For those who do not require plausibility in their plots, Michael Frayn’s Skios is just the thing. I generally prefer the plausible – except when it comes to Frayn. From his nonsensical Noises Off to the highbrow Copenhagen, with Headlong in between, I confess that I am a fervend fan of anything he produces – believable or not.
And Skios is not. The novel centers around an academic conference in Greece, and is something of a romp, with lost luggage, transport mix-ups, and false identity. I suppose the premise is not unimaginable: you get off a plane and see a line of business people holding up contact signs – and you decide to be one of the contacts. In this case, an attractive idiot named Oliver Fox passes himself off as Dr. Wilfred, the scientist engaged to give the keynote lecture.
Meanwhile, the real and rather befuddled Dr. Wilfred finds himself whisked to the villa in which Fox was to conduct an amorous affair.

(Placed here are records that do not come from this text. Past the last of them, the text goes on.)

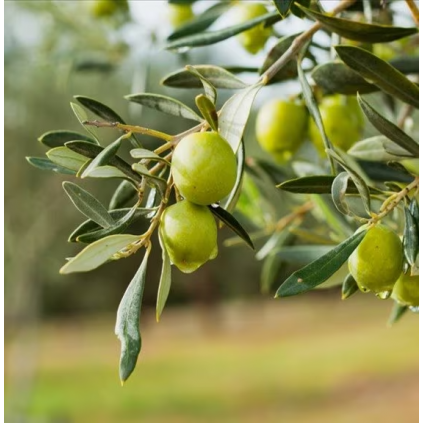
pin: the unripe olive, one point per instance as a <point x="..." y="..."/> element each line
<point x="281" y="128"/>
<point x="406" y="290"/>
<point x="376" y="263"/>
<point x="189" y="234"/>
<point x="204" y="168"/>
<point x="104" y="8"/>
<point x="254" y="39"/>
<point x="179" y="14"/>
<point x="343" y="122"/>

Suspend disbelief: it’s worth it. The writing charms, the setting entices, and the characters breathe. The prose is shot through with adroit descriptions (a balding head “sweating like an old cheese”), and the pleasure can be taken with a dose of pith, for those who want to puzzle about identity, causality, and the old Euripidean deus ex machina device.
Now, in terms of plausibility: well, was Shakespeare plausible? Were his plots with their madcap mistaken identities and cross-dressing characters believable? Hardly.
So, for readers who favor a farce — complete with conventions from ancient Greek drama — I’d heartily recommend Skios. It sparkles like the Aegean.